Reducing file storage costs with ML-Based Compression
A literature review - here are my PDFs and mini-summaries
Here is yet another literature review with PDFs/summaries 😊. It helped me read about 25 papers closer to my 1,000 SciML paper reading goal for 2025. By the way, the update on that is: 680 / 1,000 papers read with ~2 months left 🪦⚰️
The focus today is: ML-driven compression primarily, and secondly on surrogate modeling techniques.
…Compression?
Physics simulations, especially in industry, often produce enormous volumetric datasets (e.g. 3D fields of pressure, stress, …). These are costly to store, not super fast to sift through to get ‘answers’ to questions (“how does design #12 do on keeping the thermal loads manageable over the full domain?”), and painful to transfer/share in large companies.
Computational Fluid Dynamics (CFD) and Finite Element Analysis (FEA) simulations produce enormous volumetric datasets (e.g. 3D fields of velocity, pressure, stress) that are costly to store and transfer. Traditional compression techniques (both lossless and lossy) struggle to reduce these high-dimensional fields without sacrificing fidelity. In recent years, machine learning (ML) has emreged as a powerful tool to compress and reconstruct simulation data, often achieving reduced-order models (ROMs) that capture essential physics on a lower-dimensional manifold.
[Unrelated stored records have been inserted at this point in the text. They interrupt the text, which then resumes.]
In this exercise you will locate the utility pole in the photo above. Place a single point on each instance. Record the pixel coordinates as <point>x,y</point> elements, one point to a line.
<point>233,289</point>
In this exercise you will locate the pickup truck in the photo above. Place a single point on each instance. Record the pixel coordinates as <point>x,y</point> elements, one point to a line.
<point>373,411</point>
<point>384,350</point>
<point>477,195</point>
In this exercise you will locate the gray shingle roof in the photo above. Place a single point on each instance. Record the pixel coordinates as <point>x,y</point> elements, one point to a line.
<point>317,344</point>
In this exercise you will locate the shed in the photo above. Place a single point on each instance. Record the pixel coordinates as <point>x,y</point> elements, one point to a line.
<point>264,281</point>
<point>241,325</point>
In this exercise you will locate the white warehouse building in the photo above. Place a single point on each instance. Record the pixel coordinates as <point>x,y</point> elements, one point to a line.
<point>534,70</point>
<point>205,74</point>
Unlike classical linear methods (POD, DMD) which often miss nonlinear features, ML-based methods can learn complex nonlinear representations well-suited for turbulent flows or material nonlinearity [reference].
This review surveys ML-driven compression methods – including implicit neural representations (INRs), autoencoders (AEs), and many others, as well as learned sparse sampling and interpolation strategies. What’s fun is this is actually a good case for Physics-Informed Neural Networks too - so they’re in the mix!
In case you instead are looking for an overview of ML surrogates, checkout this past post of mine:
Overview: ML Models for Computational Fluid Dynamics Simulation
·Often times, I find formulating the problem clearly can take as much or more time than actually solving it. If you have been out of the loop on AI/ML developments in the simulation space (SciML), it …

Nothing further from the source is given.